Setup network access is a distinct risk boundary. An explicit policy is required for every run.

Enabling access can:

• expose data;
• introduce mutable dependencies;
• allow attacks against external systems; and
• make the experiment non-reproducible.

The exact supported v0 setup-network modes remain unresolved.

For networked reproduction cases, the supported profile is a closed per-run network containing only the declared reproducer and target. It permits only declared reproducer-initiated target connections and response traffic. It denies external egress, host gateway access, cloud metadata, external DNS, published host ports, undeclared ingress, and undeclared peers.
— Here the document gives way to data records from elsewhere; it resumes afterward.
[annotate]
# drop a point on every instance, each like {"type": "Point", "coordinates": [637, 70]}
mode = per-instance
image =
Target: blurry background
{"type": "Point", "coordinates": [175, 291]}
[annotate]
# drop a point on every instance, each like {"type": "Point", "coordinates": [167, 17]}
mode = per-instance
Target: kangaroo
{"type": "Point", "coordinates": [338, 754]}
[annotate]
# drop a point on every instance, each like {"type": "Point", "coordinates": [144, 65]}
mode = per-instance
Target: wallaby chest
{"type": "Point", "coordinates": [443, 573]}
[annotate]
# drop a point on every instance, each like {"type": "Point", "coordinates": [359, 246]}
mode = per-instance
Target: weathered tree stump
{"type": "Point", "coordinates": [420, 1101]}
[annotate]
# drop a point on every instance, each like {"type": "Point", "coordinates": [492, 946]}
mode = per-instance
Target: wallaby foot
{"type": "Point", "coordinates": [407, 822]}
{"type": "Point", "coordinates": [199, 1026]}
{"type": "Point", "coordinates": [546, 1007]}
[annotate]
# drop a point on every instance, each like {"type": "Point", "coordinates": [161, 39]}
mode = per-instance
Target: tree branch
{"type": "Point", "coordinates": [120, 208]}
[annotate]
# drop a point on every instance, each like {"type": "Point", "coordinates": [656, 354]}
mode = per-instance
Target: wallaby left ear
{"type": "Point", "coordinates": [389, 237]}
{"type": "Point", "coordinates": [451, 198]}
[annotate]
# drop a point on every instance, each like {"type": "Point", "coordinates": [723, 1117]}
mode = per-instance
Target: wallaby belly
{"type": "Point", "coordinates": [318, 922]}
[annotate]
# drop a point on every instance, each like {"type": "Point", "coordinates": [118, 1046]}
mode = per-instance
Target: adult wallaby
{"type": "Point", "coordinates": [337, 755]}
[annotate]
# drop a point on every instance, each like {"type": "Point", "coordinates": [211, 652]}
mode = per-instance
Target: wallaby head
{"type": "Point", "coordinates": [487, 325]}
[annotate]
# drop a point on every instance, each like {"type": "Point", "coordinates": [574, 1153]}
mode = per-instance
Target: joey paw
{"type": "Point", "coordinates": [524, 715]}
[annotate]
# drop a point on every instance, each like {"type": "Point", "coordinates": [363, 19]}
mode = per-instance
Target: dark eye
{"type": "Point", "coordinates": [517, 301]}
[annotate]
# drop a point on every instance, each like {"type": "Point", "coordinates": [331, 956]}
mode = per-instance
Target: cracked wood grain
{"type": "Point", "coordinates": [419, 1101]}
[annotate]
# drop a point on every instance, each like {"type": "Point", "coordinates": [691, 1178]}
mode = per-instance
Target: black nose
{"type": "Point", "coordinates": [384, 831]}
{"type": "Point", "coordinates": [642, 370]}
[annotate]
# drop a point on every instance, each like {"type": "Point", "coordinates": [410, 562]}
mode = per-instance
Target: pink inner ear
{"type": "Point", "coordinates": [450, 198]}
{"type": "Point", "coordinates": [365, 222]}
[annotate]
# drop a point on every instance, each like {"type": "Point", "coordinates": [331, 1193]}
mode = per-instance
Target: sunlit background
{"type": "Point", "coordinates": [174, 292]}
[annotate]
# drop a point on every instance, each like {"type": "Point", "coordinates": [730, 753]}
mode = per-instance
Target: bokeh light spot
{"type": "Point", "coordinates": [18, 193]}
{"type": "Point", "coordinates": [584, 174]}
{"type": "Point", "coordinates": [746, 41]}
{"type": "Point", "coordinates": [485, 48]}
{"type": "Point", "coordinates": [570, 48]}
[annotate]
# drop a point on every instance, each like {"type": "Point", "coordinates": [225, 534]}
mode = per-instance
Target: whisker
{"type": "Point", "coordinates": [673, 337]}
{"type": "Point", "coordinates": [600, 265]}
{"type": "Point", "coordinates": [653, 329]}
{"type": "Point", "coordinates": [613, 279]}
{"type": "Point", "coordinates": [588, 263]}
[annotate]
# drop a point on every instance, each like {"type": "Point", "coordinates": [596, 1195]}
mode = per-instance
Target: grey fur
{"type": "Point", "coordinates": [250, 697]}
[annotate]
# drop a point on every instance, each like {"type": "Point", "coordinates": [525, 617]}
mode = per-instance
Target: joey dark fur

Non-network cases receive no reproduction network.

Runtime-provided "internal network" modes are not sufficient by themselves. The backend must verify that host and gateway access are also denied.

The minimum deny policy includes link-local metadata space and known metadata or runtime-host endpoints, including 169.254.0.0/16, 169.254.169.254/32, fd00:ec2::254/128, fd20:ce::254/128, metadata.google.internal, host.docker.internal, and gateway.docker.internal.

Git materialization is data extraction, not project execution.

v0 materialization must:

• read only from the operator-supplied local repository;
• run non-interactively in an Abaris-controlled temporary directory;
• ignore user, global, system, and untrusted repository-local configuration where possible;
• disable hooks, clean/smudge/process filters, credential helpers, LFS downloads, submodule initialization, and external protocols;
• reject object alternates, promisor or partial-clone acquisition, replace refs, and undeclared external object resolution;
• reject unsafe symlinks before execution;
• preserve separate immutable baseline and candidate trees; and
• record commit identity, tree identity, Git version, and materialization policy;
• record requested and enforced controls, rejected features, violations, and final outcome; and
• refuse execution when mandatory materialization controls or identities cannot be verified.

Submodules, LFS objects, and remote source acquisition are unsupported by default in v0.

Abaris may use private draft contracts to execute representative historical cases. No schema is public or stable until 3–5 representative cases have completed review. Draft contracts must be clearly marked disposable and must not create compatibility promises. Every draft artifact must self-identify as private-draft with compatibility set to none.

The trusted core that validates inputs, evaluates oracle evidence, assigns observations, and derives conclusions must not depend on AI. Optional future AI assistance must be separable, non-authoritative, and unable to change a deterministic result.

1. Report Abaris security issues privately.
2. Validate impact and reproduction safely.
3. Prepare mitigations and tests.
4. Coordinate disclosure timing and content.
5. Publish only after explicit human approval.

Abaris must never automate disclosure.